The structures included an array of homes, communal spaces, and architectural follies. The Residence of The Errant Man, for example, features a faceted, angular, white concrete facade with irregular rectangular slits. The Gallery of the Point is a small cabin-like residence that looks onto the ocean. The Residence Suspended hovers over the land and is a response to the region’s seismic activity. If there is a unifying perspective that all the buildings share, it’s that experiencing each one should lend a feeling of discovery, that this is a space you’ve never encountered before.

“I discovered another way to understand the space,” Faure tells Curbed. “I understood that all the poetic buildings of the Open City were an extension of the topography of the places. Each structure interacts with an element of the natural environment. One building can open only to the sky by completely denying the Horizon line. Another is in total adequacy with the sand dunes. Another one completely ignores the landscape to focus on human relationships. I had never seen so many architectural proposals scattered in a desert area.”

The wood frame of an unfinished building
Some of Ciudad Abierta’s structures remain unfinished, and the city is constantly changing and evolving.

The people who founded the Open City kept their experiment going through social and political turmoil in Chile. Some structures succumbed to the high winds and some were left in an unfinished state. The outside world largely left Ciudad Abierta alone. It’s now technically a foundation owned by Universidad Católica de Valparaíso.

In an article for Frieze, critic Vincenzo Latronico questioned how Ciudad Abierto’s insularity affects whatever impact it has and compares it to “nothing but seaside villas”:

This desire for isolation has had reverberations. The Ciudad’s experiments in design are as unique as they are confined to the city’s environs—hence both their idiosyncrasy and relative lack of impact outside its perimeter. The community’s reflections on architecture and education, often framed in an arcane Heideggerian language influenced by the presence of poets in the group, have for decades proved more inaccessible than thought-provoking.

In recent years, however, there’s been sustained interest in Ciudad Abierta. It still draws intellectuals who are interested in exploring a different way of living. Architecture schools are bringing students to the community to explore what it’s like to create buildings by leading with improvisation, materials, and their hands as opposed to a pre-determined concept.

The city is constantly changing. In 2017, Documenta, the international art exhibition that takes place every five years, featured an installation about Ciudad Abierta.

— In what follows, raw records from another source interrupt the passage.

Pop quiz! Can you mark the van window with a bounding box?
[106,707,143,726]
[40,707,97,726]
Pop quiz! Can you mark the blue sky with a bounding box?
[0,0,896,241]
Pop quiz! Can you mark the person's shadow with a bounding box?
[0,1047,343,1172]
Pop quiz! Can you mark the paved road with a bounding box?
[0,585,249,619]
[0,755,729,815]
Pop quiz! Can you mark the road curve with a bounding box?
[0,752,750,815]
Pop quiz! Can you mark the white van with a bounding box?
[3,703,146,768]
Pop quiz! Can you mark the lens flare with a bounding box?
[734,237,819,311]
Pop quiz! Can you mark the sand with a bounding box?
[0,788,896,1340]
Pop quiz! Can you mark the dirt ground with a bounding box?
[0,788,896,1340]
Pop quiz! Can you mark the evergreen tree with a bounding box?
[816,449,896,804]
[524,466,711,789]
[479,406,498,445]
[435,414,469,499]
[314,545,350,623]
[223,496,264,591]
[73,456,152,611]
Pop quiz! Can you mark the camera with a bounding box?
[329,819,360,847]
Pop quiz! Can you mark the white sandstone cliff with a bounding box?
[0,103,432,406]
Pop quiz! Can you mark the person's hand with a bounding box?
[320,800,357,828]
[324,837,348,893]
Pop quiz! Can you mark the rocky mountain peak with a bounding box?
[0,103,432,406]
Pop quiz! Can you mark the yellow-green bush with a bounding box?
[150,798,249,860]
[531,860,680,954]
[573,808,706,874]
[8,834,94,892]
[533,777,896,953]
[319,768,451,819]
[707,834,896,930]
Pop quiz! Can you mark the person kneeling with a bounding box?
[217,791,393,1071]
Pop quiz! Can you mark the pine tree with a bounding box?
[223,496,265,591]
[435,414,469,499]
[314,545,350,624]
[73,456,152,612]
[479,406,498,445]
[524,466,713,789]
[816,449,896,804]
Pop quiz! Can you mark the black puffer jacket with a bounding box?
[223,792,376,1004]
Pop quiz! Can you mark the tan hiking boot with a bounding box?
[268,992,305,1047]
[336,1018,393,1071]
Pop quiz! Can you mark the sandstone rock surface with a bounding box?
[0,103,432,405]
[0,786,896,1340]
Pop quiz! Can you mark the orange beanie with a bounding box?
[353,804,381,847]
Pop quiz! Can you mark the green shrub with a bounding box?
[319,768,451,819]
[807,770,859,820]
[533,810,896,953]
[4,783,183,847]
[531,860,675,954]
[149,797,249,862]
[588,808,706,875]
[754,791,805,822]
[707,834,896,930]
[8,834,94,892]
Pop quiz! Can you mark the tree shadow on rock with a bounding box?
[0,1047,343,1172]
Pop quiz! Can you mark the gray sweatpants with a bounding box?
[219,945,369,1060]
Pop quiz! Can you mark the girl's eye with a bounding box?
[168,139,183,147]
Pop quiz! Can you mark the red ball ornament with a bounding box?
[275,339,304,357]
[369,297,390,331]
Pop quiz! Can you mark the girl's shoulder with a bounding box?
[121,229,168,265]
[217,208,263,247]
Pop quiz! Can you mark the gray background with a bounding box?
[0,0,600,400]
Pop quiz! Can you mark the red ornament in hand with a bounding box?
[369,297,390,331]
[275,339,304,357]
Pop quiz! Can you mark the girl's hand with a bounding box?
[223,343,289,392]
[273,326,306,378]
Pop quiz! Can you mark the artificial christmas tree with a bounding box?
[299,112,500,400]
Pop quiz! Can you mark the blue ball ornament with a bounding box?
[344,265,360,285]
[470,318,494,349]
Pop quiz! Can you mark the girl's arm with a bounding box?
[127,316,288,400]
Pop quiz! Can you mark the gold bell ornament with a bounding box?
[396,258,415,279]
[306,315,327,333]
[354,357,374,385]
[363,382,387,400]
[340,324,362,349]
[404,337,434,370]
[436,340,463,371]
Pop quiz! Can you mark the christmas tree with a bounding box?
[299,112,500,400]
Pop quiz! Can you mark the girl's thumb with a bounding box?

A white building with curved corrugated walls perched on a sand dune
Buildings in Ciudad Abierta are connected to the landscape.

Faure and Alder were both drawn to Ciudad Abierta because it has sustained its alternative perspective on life, and think it’s worth exploring how the foundations of the city could inform present-day challenges.

Faure points out that modern life and the economic system of capitalism have exploited nature. “Today we see that we have reached a dead end because the earth has finite resources,” he tells Curbed. “We must rethink our ways of living and live...The Open City may be a solution to this impasse. Today too much architecture ‘kills the ground’ while those of the Open City are connected with the land.”

Of course, the Open City can’t be replicated around the world. But the forces that shaped it can.

“The fact that a community of thinkers and practitioners propose a particular vision of a continent, of architecture and, more broadly, of the world and that at the same time they put their ideas into practice is something very instructive,” she says.